Mickey Shunick and Lauren Spierer Cases Share Striking Similarities
Both women are petite, blonde students who vanished after nights with friends.
May 29, 2012 — -- The disappearances of students Mickey Shunick and Lauren Spierer share a number of eerie similarities. Both women are petite, blonde college students who disappeared almost exactly a year apart after a night out with friends.
But while the parallels between the cases have fueled speculation as to whether they could be connected, authorities said they have no indications at the moment that the comparisons are more than coincidental.
Shunick, 22, disappeared while bicycling home from a friend's house early at around 2 a.m. on May 19 in Lafayette, La. She is a student at the University of Louisiana. Shunick is described as 5 feet 1 inch tall and 115 pounds with blond hair and blue eyes.
Spierer, 21, vanished on June 3, 2011, after a night out with friends in Bloomington, Ind. The petite blonde Indiana University student is 4 feet 11 inches and weighs less than 100 pounds. She also has blonde hair and blue eyes.
A white truck seen in surveillance footage from both cases initially seemed to pull the cases closer.
A white truck was spotted on surveillance tape in the area where Spierer disappeared on the night she was last seen. While footage initially seemed to show the truck circling the block, it was later determined that a time discrepancy between tapes had shown the same footage twice. Authorities did not believe the truck was related to Spierer's disappearance.
In Shunick's case, authorities are searching for three vehicles that were in the area where she was last spotted. A Lafayette woman told ABC News' Lafayette affiliate KATC that she was approached two months ago by the vehicle while riding her bike and the driver, a middle-aged white man, offered her a ride and then asked her to have sex with him for money.
"We were in touch with investigators up there [in Indiana] and we do understand there are some similarities," Cpl. Paul Mouton of the Lafayette Police Department told ABCNews.com today. "Right now, we don't believe there are connections between the two, but we're not ruling anything out in our aspect of the investigation."
The Bloomington Police Department said that, from their perspective, "there is nothing to discuss."
"Any speculation about a 'connection' has been manufactured by the media and not by us," Capt. Joe Qualters of the Bloomington Police Department told ABCNews.com in an email.
Qualters said the Bloomington police simply made an "inquiry" about Shunick's case because it seemed the "appropriate thing to do." Sunday will mark one year since Spierer disappeared. Police have not named any suspects or persons of interest.

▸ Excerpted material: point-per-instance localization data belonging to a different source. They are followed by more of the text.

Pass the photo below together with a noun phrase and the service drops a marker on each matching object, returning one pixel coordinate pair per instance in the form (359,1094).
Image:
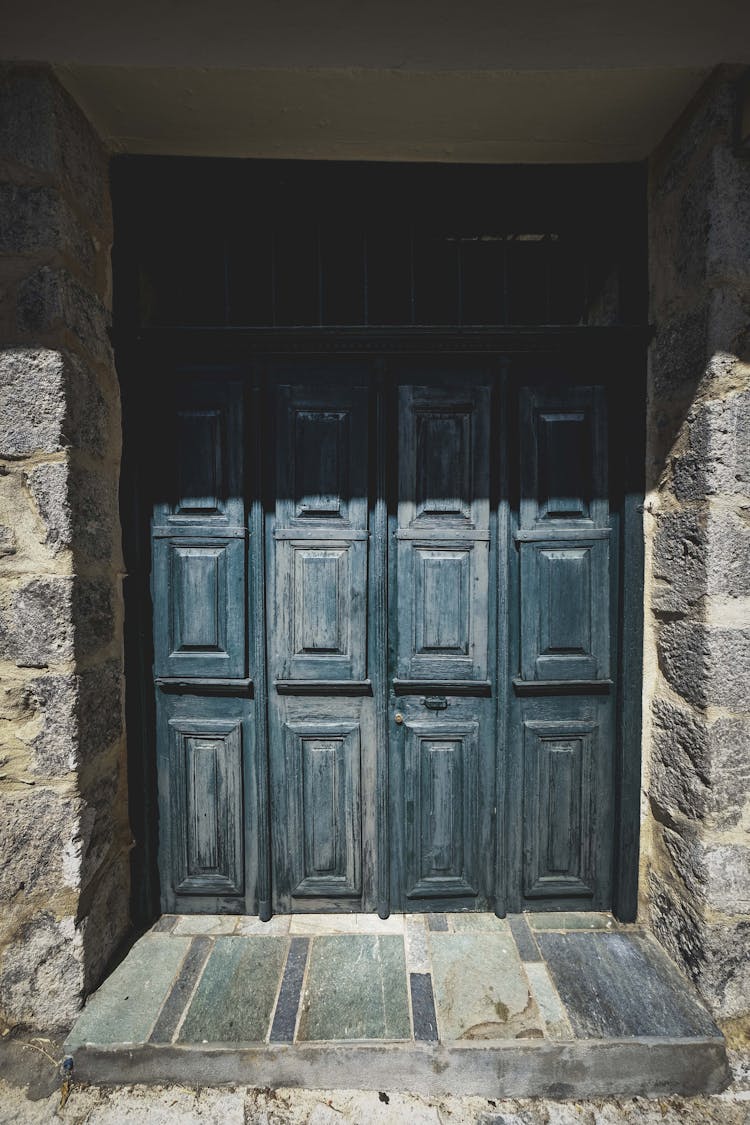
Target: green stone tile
(577,919)
(355,989)
(126,1006)
(550,1005)
(473,923)
(481,990)
(236,992)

The search for Shunick continued today with police following up on "hundreds" of tips and private search group Texas EquuSearch conducting a grid search of the city and surrounding areas. EquuSearch also participated in the search for Spierer.
A break in the Shunick case same Sunday morning when her bicycle was found by two fishermen under a bridge, more than 27 miles from where she left her friend's home.
The discovery came two days after investigators said they found surveillance video showing Shunick on a bicycle the night she disappeared, and they are trying to track down information about a white pickup truck seen on the same video as well as two other cars seen in the area.